Machtkampf noch nicht beendet

Von Hans-Georg Schleicher *

Ein parlamentarischer Ausschuss hat jetzt den Entwurf einer neuen Verfassung für Simbabwe vorgelegt. Kann er zur Entspannung im Kampf um die politische Macht beitragen?

Seit 2009 existiert die zerbrechliche Regierung der nationalen Einheit aus der Afrikanischen Nationalunion Simbabwes (ZANU-PF) des Präsidenten Robert Mugabe, der vormals oppositionellen Bewegung für Demokratischen Wandel (MDC) von Premierminister Morgan Tsvangirai und einer MDC-Splittergruppe. Ihr Auftrag besteht darin, den Staat zu reformieren – zuerst durch eine neue Verfassung als Voraussetzung für freie Wahlen.

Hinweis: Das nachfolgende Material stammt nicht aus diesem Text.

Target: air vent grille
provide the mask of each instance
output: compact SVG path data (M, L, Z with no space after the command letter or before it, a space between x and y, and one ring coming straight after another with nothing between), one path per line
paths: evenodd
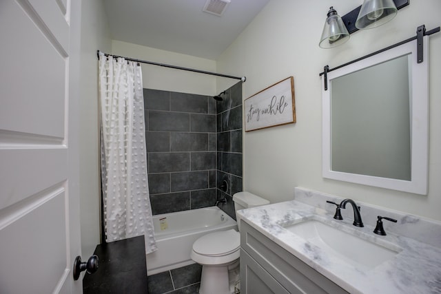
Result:
M225 12L229 2L229 0L207 0L203 11L220 17Z

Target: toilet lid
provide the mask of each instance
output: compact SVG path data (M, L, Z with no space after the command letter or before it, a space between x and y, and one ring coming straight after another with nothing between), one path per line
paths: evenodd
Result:
M193 250L203 255L225 255L238 250L240 246L240 235L232 229L201 237L193 244Z

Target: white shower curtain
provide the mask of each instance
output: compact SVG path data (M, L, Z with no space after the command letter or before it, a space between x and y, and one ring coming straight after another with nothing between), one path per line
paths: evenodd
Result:
M156 250L147 177L141 66L100 53L101 178L107 242L145 235Z

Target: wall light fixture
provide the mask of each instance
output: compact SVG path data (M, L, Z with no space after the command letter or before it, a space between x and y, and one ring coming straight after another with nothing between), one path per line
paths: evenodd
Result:
M325 22L319 46L321 48L337 47L349 40L349 34L358 30L382 25L393 19L398 10L407 6L409 1L409 0L365 0L362 5L341 18L336 10L331 7ZM342 25L340 24L341 22L343 23Z

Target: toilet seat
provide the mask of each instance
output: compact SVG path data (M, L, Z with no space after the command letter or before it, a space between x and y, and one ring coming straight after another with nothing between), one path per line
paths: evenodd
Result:
M193 251L205 256L223 256L236 251L240 246L240 233L232 229L201 237L193 244Z
M200 264L223 265L240 257L240 235L228 231L210 233L201 237L193 244L190 256Z

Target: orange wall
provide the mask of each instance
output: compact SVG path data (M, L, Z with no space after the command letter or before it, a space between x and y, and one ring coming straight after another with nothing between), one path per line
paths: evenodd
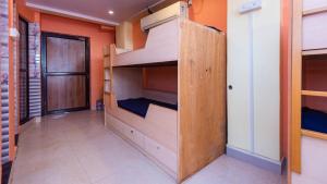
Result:
M25 0L16 0L17 13L28 22L39 22L39 12L25 5Z
M101 30L97 24L44 13L40 15L40 25L43 32L89 37L90 106L95 109L96 100L101 99L104 93L102 47L114 42L114 33Z

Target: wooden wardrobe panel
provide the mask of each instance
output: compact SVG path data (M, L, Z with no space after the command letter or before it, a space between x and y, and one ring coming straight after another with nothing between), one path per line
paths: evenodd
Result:
M226 148L226 36L181 21L179 173L181 182Z
M312 14L303 17L302 50L327 48L327 12Z

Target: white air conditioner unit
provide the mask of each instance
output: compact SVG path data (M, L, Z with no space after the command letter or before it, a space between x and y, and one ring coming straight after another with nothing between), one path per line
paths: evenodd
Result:
M148 30L155 26L167 23L175 17L189 19L187 3L179 1L171 4L156 13L145 16L141 20L141 28L143 32Z

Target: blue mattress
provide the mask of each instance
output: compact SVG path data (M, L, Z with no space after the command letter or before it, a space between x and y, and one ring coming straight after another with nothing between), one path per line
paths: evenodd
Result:
M164 108L172 109L172 110L178 110L177 105L166 103L166 102L156 101L147 98L131 98L125 100L118 100L118 107L125 109L130 112L133 112L143 118L145 118L147 109L150 103Z
M327 134L327 113L302 108L302 128Z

Der nun vorgelegte Entwurf beschneidet die Vollmachten des Präsidenten erheblich und beschränkt seine Amtszeit auf zwei Wahlperioden. Die Auflösung des Parlaments, die Verkündung des Notstands und eine Kriegserklärung bedürfen künftig der Zustimmung des Parlaments. Meinungsund Pressefreiheit werden bekräftigt, die Rolle der Provinzen gestärkt. Der Präsident darf jedoch weiterhin wichtige Positionen im Staat besetzen.

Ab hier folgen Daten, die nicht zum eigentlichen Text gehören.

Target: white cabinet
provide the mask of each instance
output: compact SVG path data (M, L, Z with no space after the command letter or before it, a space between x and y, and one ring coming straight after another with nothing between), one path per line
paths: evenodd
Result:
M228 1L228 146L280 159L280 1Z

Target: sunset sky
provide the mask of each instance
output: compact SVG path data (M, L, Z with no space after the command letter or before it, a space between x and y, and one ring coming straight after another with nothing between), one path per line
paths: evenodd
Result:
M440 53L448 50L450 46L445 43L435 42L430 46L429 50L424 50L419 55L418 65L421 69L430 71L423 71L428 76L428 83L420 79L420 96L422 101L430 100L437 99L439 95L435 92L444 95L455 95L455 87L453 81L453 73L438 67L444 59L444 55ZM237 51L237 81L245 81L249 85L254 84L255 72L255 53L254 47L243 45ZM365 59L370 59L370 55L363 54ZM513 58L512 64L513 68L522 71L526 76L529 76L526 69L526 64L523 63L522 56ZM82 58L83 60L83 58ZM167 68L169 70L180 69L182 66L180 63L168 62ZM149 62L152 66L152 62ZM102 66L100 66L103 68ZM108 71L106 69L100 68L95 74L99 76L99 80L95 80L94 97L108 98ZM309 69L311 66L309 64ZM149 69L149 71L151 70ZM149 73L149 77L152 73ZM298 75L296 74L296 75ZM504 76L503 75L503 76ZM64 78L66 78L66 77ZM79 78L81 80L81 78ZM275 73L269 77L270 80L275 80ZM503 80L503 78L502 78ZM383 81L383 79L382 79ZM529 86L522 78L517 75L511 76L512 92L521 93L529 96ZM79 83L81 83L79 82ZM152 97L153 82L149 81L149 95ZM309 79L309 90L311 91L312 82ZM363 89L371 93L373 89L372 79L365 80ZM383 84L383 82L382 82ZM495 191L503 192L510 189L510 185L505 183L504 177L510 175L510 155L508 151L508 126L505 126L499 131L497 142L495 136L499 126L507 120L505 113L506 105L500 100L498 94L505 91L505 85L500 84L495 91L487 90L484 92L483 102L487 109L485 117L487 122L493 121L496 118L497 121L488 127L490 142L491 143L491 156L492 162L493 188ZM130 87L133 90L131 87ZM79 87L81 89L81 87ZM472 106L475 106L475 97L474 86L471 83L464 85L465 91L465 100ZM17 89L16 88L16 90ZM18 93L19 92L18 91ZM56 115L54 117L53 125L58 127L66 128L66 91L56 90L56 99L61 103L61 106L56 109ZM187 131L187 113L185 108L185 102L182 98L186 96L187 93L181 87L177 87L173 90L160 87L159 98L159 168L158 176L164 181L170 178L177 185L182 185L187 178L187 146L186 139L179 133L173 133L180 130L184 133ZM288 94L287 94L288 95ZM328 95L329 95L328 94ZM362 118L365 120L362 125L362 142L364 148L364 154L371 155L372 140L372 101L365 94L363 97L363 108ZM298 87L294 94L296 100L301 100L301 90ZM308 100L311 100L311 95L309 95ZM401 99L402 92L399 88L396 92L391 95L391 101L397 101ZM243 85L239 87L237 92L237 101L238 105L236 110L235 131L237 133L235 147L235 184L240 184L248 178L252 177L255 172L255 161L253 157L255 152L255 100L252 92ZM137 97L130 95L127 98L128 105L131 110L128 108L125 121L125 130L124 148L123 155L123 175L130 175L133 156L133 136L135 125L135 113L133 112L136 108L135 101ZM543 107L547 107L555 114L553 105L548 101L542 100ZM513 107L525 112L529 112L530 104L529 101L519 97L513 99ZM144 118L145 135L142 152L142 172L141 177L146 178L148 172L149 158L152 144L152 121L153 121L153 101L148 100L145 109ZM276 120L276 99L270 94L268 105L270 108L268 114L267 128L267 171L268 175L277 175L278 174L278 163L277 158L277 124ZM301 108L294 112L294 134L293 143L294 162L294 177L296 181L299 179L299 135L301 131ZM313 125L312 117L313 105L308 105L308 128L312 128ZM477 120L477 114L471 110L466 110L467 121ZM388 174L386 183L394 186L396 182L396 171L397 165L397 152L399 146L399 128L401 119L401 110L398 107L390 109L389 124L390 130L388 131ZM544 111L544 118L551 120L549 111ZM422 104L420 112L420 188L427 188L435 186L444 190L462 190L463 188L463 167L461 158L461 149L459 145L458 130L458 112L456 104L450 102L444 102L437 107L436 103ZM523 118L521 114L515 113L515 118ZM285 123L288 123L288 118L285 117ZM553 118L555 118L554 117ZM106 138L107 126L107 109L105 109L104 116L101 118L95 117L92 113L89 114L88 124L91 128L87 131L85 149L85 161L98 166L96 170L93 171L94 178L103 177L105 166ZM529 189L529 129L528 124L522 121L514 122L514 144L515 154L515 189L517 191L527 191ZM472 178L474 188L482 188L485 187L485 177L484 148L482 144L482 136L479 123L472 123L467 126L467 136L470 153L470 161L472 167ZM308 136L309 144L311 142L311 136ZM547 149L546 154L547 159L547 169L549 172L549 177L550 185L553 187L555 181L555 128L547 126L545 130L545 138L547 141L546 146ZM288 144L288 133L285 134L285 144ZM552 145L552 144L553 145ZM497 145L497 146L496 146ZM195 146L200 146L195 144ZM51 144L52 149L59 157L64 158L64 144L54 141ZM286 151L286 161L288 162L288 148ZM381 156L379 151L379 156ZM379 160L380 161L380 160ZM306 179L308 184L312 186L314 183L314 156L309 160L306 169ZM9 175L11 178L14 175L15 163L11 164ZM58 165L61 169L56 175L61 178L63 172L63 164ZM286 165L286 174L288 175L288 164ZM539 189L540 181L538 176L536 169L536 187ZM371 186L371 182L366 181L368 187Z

Der Verfassungsentwurf soll nach Prüfung durch Mugabe und Tsvangirai womöglich noch 2012 in einem Referendum bestätigt werden. Wahlen wird es jedoch nicht vor 2013 geben. Mugabe hatte auf schnelle Wahlen gedrängt, wohl auch des eigenen Gesundheitszustands wegen. Mehrfach hatten Medien vorschnell sein bevorstehendes Ableben verkündet. Gegenspieler Tsvangirai wiederum sieht die freie, ungehinderte Betätigung aller politischen Kräfte noch nicht gewährleistet und hofft, dass sich die ZANU-PF mehr und mehr politisch verschleißt. Auch die Nachbarstaaten, die den Reformprozess in Simbabwe angestoßen und begleitet haben, bestehen auf einer neuen Verfassung und Wahlgesetzänderungen.

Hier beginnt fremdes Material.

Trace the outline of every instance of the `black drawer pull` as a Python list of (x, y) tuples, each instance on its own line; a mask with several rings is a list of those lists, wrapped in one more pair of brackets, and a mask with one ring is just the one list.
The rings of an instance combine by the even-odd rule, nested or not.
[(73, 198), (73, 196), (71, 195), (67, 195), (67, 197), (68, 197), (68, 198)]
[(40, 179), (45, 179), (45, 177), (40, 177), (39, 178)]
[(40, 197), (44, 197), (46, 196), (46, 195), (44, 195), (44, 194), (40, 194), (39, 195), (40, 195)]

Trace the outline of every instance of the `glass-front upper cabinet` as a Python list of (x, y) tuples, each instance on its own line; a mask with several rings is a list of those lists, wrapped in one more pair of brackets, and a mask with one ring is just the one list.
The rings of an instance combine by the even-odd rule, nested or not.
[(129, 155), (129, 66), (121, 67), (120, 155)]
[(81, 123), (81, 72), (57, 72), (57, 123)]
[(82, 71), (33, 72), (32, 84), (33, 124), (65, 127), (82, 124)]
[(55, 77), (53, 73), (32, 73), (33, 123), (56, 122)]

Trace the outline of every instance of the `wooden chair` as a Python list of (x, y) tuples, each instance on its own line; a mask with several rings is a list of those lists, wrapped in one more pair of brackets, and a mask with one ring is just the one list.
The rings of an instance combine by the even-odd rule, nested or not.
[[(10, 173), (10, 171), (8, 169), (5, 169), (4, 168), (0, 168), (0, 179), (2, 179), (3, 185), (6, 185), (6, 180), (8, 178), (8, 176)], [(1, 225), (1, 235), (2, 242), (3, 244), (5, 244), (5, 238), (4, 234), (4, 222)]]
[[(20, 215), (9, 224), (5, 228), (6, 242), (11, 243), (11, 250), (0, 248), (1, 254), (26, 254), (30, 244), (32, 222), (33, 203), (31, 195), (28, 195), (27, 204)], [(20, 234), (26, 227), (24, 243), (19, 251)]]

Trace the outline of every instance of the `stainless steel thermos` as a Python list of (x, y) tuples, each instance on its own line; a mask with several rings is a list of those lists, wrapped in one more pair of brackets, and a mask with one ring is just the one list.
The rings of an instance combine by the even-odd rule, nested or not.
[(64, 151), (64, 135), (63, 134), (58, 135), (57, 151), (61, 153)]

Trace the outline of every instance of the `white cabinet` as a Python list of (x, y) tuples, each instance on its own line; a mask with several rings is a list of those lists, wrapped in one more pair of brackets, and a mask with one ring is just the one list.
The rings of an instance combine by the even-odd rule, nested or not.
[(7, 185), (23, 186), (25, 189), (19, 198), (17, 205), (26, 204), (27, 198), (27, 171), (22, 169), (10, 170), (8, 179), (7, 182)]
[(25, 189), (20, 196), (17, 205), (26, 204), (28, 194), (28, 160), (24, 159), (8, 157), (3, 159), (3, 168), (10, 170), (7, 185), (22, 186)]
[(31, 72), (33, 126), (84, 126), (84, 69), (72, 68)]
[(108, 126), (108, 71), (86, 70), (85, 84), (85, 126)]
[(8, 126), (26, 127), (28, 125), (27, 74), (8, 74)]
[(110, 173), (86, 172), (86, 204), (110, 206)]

Tatsächlich hat die Regierung der nationalen Einheit, die eher schlecht als recht funktioniert, die Übergriffe von Sicherheitskräften noch nicht beenden können. Nach wie vor streiten Mugabe und Tsvangirai um die Vorherrschaft, wodurch politische Reformen erschwert werden. Besser ist die ökonomische Bilanz. Die Wirtschaft, einst im freien Fall, erholt sich allmählich. 2012 wird vor allem durch Bergbau und Landwirtschaft ein Wachstum von 9 Prozent erwartet. Die Inflation wurde deutlich reduziert, die Versorgung verbessert. Zahlreiche Autos in den Straßen Harares täuschen aber nicht darüber hinweg, dass die sozialen Probleme gewaltig sind. Es fehlt an Investitionen, die Arbeitslosigkeit ist extrem. Die EU hat zwar eine weitere Lockerung der Sanktionen angekündigt, vor allem bei der Entwicklungshilfe, doch wird die erst nach 2014 wirksam. 2011 gab es bereits Erleichterungen für bestimmte Unternehmen und ausgewählte Personen – mit Ausnahme Mugabes und seines Führungszirkels.

Als Test dafür, ob die politische Gewalt eingeschränkt werden kann, gelten bevorstehende Nachwahlen in 38 Wahlbezirken. Sie könnten aber auch anzeigen, ob und inwieweit die beiden großen Parteien für ihre wenig konstruktive Politik bestraft werden.